Issue: NullPointerException When Using PermissiveRecordExceptionHandler in Structured Streaming Job
Description I have a Spark Structured Streaming job where I read Avro messages from Kafka, convert them to a Spark DataFrame using Abris, and then write the stream as a Delta table to S3. Below is the relevant configuration and code snippet.
Abris Configuration
val abrisConfig = AbrisConfig.fromConfluentAvro
.downloadReaderSchemaByVersion(1)
.andRecordNameStrategy(schemaName, schemaNamespace)
.usingSchemaRegistry(schemaRegistryUrl)
.withExceptionHandler(new PermissiveRecordExceptionHandler())
Code Example Here’s an example where I write the stream to the console for demonstration purposes:
val df = reader
.readKafkaStream(topic, kafkaConfig, options)
.withColumnRenamed("headers", KAFKA_HEADERS)
.withColumn("kafka_meta", map_from_entries(col(KAFKA_HEADERS)))
.withColumn("kafka_meta_column", col("kafka_meta.meta"))
.withColumn(KAFKA_HEADERS_META, from_avro(col("kafka_meta_column"), abrisConfig))
df.select(KAFKA_HEADERS_META).writeStream
.outputMode("append")
.format("console")
.option("truncate", "true")
.start()
The kafka_meta.meta column contains the Avro message I want to deserialize using from_avro. The schema for the Avro message is as follows:
{
"type": "record",
"name": "Example",
"fields": [
{ "name": "id", "type": "string" },
{ "name": "timestamp", "type": "long" }
]
}
Problem I encounter the following error during execution: Caused by: java.lang.NullPointerException
Upon investigation, I concluded that this occurs because the PermissiveRecordExceptionHandler returns a null record for malformed data as expected. However, downstream transformations attempt to access the nested field meta (the column containing the Avro message), resulting in the NullPointerException.
Note: None of the columns originally contain null values, so the issue is not caused by the source data.

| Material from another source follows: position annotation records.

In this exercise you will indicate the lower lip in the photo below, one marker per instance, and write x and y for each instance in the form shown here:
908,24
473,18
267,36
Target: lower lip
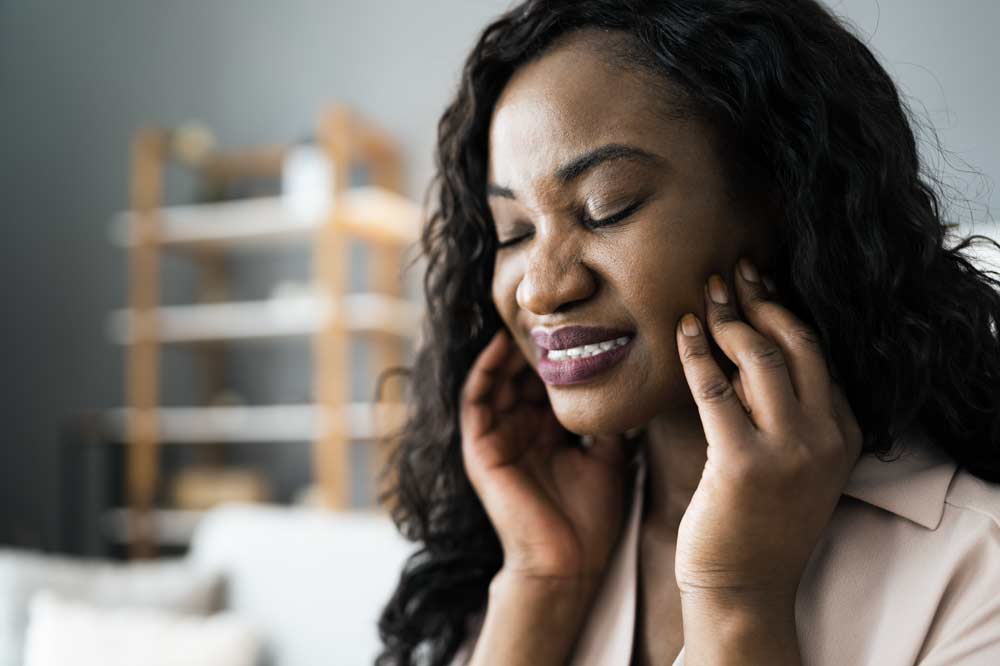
577,370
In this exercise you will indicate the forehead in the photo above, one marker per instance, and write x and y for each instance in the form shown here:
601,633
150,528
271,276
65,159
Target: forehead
567,102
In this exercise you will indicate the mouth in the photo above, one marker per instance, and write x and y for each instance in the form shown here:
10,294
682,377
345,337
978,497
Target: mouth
576,354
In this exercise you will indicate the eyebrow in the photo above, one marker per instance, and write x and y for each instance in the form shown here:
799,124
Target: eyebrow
584,163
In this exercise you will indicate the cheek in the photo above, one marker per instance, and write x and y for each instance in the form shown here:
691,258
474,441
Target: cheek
502,291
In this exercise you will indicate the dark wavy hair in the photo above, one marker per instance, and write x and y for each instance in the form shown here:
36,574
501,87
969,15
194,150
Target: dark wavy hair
805,116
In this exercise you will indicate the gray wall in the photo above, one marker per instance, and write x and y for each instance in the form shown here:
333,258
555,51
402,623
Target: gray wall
77,78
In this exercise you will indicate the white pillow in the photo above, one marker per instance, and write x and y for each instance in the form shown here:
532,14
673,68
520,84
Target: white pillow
63,632
169,584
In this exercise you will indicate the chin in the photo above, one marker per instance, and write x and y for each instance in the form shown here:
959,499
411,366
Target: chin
582,418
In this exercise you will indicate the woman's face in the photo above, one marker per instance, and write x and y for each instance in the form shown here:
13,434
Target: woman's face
574,140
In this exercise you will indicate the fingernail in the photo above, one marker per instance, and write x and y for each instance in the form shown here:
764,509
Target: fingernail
717,290
690,325
748,270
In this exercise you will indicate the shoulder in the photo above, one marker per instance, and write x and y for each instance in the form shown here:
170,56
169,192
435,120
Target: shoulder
975,501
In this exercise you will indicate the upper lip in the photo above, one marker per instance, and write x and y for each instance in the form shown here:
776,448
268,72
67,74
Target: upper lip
575,336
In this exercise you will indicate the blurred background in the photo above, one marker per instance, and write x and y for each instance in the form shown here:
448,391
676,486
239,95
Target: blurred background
290,146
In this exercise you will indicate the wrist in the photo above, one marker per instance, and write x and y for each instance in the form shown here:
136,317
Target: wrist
736,629
532,619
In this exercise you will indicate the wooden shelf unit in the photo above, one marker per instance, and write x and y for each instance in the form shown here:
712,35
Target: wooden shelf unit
376,214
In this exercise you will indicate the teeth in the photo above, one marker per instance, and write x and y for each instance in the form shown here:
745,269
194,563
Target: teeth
587,350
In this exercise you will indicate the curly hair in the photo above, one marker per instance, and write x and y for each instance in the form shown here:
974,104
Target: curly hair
805,116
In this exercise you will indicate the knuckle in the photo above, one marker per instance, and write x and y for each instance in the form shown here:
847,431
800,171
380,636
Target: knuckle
694,353
806,337
716,390
765,356
722,318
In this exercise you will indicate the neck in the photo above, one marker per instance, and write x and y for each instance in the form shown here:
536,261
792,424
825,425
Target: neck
676,451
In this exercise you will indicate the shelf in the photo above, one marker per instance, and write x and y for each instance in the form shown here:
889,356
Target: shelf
170,527
273,318
270,423
367,212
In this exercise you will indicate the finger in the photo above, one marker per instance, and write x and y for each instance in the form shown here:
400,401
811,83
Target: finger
722,415
506,381
740,391
802,347
763,371
482,375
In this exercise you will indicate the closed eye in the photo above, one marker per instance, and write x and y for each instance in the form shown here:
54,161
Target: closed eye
587,221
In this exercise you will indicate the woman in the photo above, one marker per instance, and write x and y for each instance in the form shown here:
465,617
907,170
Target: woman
702,381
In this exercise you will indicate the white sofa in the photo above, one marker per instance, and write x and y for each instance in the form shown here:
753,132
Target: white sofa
310,582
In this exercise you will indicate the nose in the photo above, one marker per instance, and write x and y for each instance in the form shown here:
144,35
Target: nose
554,276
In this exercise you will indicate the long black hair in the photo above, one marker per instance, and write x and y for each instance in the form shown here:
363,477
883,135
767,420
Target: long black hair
805,116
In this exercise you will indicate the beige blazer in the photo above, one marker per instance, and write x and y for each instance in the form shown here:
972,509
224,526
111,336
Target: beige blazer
907,572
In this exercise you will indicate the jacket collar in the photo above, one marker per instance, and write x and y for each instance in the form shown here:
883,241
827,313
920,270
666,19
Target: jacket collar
912,485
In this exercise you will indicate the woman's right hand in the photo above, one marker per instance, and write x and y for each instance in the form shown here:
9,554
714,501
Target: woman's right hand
558,509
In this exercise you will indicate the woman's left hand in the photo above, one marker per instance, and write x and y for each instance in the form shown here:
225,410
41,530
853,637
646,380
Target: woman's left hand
782,441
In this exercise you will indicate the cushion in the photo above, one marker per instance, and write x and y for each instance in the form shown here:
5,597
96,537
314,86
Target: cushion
167,584
63,632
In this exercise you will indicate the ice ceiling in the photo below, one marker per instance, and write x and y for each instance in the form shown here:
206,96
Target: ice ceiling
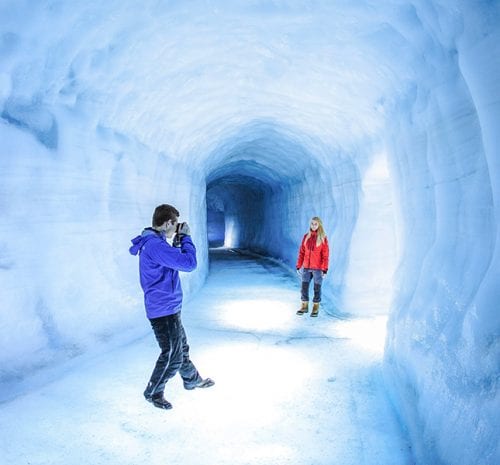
251,117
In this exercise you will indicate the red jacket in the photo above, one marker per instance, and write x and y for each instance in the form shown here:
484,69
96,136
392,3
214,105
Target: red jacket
313,256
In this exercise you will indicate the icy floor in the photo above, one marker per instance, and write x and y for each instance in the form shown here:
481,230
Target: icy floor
289,389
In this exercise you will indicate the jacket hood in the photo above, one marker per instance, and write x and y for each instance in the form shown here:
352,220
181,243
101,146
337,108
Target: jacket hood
139,241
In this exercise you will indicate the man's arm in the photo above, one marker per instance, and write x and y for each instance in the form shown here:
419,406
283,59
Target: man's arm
183,259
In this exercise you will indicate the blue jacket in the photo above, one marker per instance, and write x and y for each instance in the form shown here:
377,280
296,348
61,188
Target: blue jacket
159,266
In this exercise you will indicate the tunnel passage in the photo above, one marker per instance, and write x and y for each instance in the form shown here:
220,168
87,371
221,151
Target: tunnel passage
237,200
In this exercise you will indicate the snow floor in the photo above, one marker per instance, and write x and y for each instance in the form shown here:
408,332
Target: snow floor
289,389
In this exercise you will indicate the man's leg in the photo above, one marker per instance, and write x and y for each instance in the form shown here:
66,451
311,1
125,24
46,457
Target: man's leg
168,333
189,374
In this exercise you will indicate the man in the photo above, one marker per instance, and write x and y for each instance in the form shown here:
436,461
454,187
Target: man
159,266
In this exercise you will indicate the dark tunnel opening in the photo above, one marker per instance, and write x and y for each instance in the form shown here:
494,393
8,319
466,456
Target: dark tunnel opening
237,208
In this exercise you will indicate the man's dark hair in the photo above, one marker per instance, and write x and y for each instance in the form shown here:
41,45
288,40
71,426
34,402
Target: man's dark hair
164,213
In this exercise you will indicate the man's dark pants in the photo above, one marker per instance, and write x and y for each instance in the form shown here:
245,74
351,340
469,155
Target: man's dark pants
174,356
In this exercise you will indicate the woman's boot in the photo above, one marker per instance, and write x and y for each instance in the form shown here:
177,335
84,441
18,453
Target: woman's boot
303,309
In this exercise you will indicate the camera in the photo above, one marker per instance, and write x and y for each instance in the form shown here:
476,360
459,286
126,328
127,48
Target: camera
179,227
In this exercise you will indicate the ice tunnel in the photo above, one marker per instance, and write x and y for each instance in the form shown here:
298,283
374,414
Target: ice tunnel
251,117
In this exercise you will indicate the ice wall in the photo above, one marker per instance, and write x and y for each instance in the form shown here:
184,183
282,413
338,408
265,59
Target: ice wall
369,114
443,348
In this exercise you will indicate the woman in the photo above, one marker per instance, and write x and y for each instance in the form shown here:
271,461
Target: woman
313,256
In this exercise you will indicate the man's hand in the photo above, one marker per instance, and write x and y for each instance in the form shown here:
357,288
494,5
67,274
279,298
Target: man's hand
184,230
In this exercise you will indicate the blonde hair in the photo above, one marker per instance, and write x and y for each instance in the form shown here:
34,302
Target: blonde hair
321,231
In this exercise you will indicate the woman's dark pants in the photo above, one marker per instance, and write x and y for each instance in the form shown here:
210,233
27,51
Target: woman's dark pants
317,277
174,356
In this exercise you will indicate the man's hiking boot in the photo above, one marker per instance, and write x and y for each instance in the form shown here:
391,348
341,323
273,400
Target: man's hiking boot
159,401
202,384
303,309
315,309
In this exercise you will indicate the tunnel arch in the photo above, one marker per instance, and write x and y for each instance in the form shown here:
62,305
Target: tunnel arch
106,100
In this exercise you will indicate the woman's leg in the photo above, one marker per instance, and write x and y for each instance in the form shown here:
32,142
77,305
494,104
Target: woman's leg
306,279
318,281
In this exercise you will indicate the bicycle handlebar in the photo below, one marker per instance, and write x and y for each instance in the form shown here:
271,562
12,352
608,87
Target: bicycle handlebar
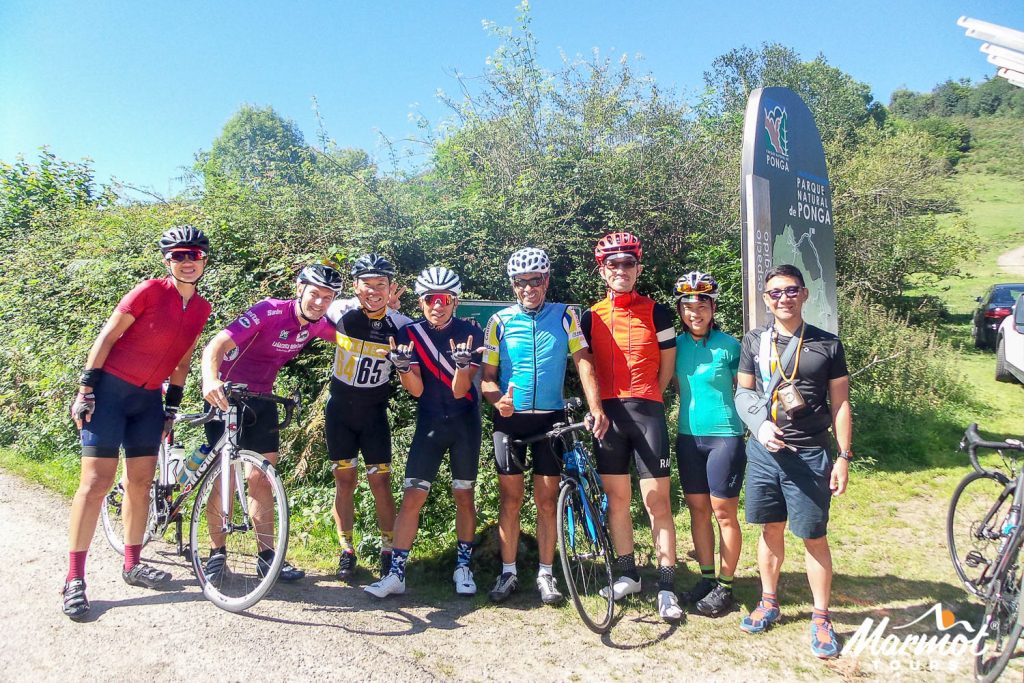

Question How can I handle this scenario to avoid the NullPointerException while keeping the permissive behavior of the exception handler? Any guidance would be appreciated.
Thank you!
Hi @talperetz1
I'd need a test or runnable program to reproduce the issue. I don't see any transformations downstream of from_avro(col("kafka_meta_column"), abrisConfig), which try to access nested fields of a null-value.
In general, you can write your own DeserializationExceptionHandler, which would for example write a row with default values instead of null values, or you can try to coalesce null values, wherever you might access a nested field of a null-value.